HST Rewriting rich text field runtime
Introduction
Goal
Rewrite rich text content in documents at runtime.
Background
As a developer you might want to inject runtime changes to the rich text field from some document. You even might want to inject context aware runtime modifications.
For example:
-
When an internal link cannot be resolved, remove the entire <a> element
-
When a link is created, add a tooltip
-
When the channel is a mobile channel, take images of lower resolution
-
Create a lightbox for images (show some small variant that is clickable to show a large one)
-
Create a context aware lightbox for images : Depending on the context, show a different sized image when clicking
-
Etc
To use your own content rewriter, use one of the following options:
- configure it on a per template basis (HST Front Ends)
- override the global default (HST Front Ends)
- override the default content rewriter Spring bean (Delivery API)
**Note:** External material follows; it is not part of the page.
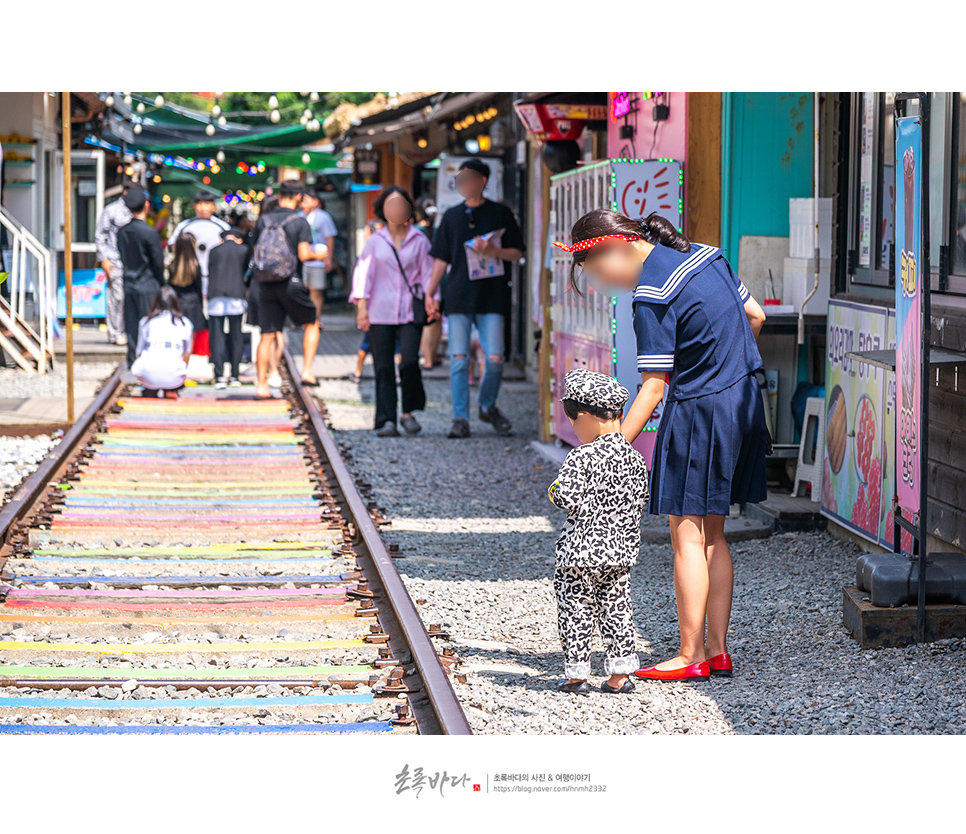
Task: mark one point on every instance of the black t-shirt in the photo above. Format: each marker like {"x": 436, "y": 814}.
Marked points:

Rewrite Rich Text Content in HST Front End
Configure on a Per Template Basis
Normally, when displaying rich text content, you use something like
JSP
<hst:html hippohtml="${requestScope.document.html}"/>
Freemarker
<@hst.html hippohtml=document.html />
This assumes content rewriting is done with the built-in HST SimpleContentRewriter. But, you can use your own custom content rewriter as well. Your script becomes something like:
JSP
<hst:html hippohtml="${requestScope.document.html}" contentRewriter="${requestScope.myContentRewriter}"/>
Freemarker
<@hst.html hippohtml=document.html contentRewriter=myContentRewriter />
Also, you need to have set myContentRewriter on the request as well. Thus for example, you BaseComponent could have something like:
public abstract class BaseComponent extends BaseHstComponent { public static final MyContentRewriter myContentRewriter = new MyContentRewriter(); @Override public void doBeforeRender(HstRequest request, HstResponse response) { // always have the custom content rewriter available request.setAttribute("myContentRewriter", myContentRewriter); }
Configure Global Default
By default, the HST uses the SimpleContentRewriter. You can override this default by configuring default.hst.contentrewriter.class in the file hst-config.properties, which is typically located in the site/webapp/src/main/webapp/WEB-INF directory in a project.
Writing a Custom Content Rewriter
Next, your custom content rewriter needs to be written. It needs to implement org.hippoecm.hst.content.rewriter.ContentRewriter. The easiest way is to extend from org.hippoecm.hst.content.rewriter.impl.AbstractContentRewriter, or even from SimpleContentRewriter which gives you many rewriting utilities already.
Assume you want to write a content rewriter that adds a style=color:red to internal links that are broken. The easiest way to achieve this is to extend SimpleContentRewriter. The SimpleContentRewriter does string based rewriting of the rich text field. For our use case, it is easier to use the org.htmlcleaner.HtmlCleaner to do the job. Hence, our content rewriter will need to override the rewrite method from SimpleContentRewriter. The BrokenLinksMarkerContentRewriter below should pretty much do what we want. Note there is one important thing: The SimpleContentRewriter does content rewriting for html links and images : If you override rewrite to only change the way links are rewritten, then, at the end, you need to call super.rewrite(..) unless you make sure that you also rewrite images. The example below does also do the rewriting of image therefor, and does not need the super.rewrite(..)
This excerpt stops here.